MCT1, 2, and 4 are expressed in BCEC on both the apical and basolateral membrane (BL) surfaces consistent with niflumic acid-sensitive lactate-H(+) transport. Lactate dependent proton flux can activate Na(+)/H(+) exchange and be facilitated by maximizing intracellular buffering capacity through the presence of HCO(3)(-), HCO(3)(-) transport, NHE and CA activity.

摘要

目的

鉴定并定位在牛角膜内皮细胞（BCEC）中表达的单羧酸转运蛋白（MCTs），并验证假设：HCO（3）（-）、碳酸氢钠共转运蛋白（NBCe1）、钠氢交换器（NHE）和碳酸酐酶（CA）活性缓冲作用有利于乳酸通量。

方法

通过 RT-PCR、Western blot 分析和免疫荧光筛选 MCT1-4 的表达。

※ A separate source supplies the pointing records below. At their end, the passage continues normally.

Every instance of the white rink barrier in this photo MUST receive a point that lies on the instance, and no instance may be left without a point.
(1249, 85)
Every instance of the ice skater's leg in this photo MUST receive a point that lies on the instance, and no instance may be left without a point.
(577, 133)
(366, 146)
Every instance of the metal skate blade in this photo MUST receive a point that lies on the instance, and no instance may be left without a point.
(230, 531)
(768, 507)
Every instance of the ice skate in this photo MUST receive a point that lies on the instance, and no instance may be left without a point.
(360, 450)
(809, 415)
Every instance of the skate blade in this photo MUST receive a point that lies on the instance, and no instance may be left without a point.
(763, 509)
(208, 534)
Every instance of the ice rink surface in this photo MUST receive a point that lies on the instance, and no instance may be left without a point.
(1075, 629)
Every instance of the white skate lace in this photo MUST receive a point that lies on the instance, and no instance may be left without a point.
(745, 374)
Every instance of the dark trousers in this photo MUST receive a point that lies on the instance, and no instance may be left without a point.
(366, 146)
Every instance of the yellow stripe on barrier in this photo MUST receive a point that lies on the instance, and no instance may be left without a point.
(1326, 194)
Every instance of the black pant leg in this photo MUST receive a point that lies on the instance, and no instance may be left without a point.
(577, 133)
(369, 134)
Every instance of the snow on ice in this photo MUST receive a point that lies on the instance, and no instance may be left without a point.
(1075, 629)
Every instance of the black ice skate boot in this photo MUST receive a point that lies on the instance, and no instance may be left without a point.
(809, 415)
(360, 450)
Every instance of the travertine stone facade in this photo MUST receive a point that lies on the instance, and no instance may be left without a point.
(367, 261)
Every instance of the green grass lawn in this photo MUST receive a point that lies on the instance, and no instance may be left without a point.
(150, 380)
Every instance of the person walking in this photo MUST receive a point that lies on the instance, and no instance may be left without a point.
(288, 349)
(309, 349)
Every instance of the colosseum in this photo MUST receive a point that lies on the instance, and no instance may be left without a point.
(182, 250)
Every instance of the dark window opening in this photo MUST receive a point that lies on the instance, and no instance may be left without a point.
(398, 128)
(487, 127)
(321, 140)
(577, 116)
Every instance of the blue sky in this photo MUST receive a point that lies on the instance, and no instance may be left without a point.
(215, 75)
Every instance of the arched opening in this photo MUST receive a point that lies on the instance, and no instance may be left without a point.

在无 HCO（3）（-）或富含 HCO（3）（-）的 Ringer 中，在有和没有尼氟酸（MCT 抑制剂）、乙酰唑胺（ACTZ，CA 抑制剂）、5-（N-乙基-N-异丙基）amiloride（EIPA）（Na（+）/H（+）交换阻断剂）、二磺酸钠 4,4'-二异硫氰酸基二苯乙烯-2,2'-二磺酸盐（DIDS；阴离子转运抑制剂）或用 NBCe1 特异性小干扰（si）RNA 处理的细胞中，测量 BCEC 中的内源性乳酸外排和/或 pH（i）。

结果

MCT1、2 和 4 在 BCEC 中表达。MCT1 定位于侧膜，MCT2 定位于侧膜和顶膜，而 MCT4 定位于顶膜。pH（i）测量显示，乳酸脉冲 20 秒后，细胞发生明显的乳酸诱导酸化（LIA）。尼氟酸孵育显著降低 pH（i）变化率（dpH（i）/dt）和乳酸诱导的细胞酸化。乳酸去除后，EIPA 抑制碱化。在 HCO（3）（-）存在下，乳酸依赖性质子通量显著增加，但 ACTZ 可减少其通量。内源性产生的乳酸的外排速度在 HCO（3）（-）存在时明显更快，在顶膜上更大，在顶膜侧被 ACTZ 降低，在顶膜和基底外侧被 NBCe1 特异性 siRNA、DIDS 或 EIPA 降低。

结论

MCT1、2 和 4 在 BCEC 的顶膜和基底外侧膜（BL）表面表达，与尼氟酸敏感的乳酸-H（+）转运一致。乳酸依赖的质子通量可以激活 Na（+）/H（+）交换，并通过存在 HCO（3）（-）、HCO（3）（-）转运、NHE 和 CA 活性来最大限度地增加细胞内缓冲能力来促进其转运。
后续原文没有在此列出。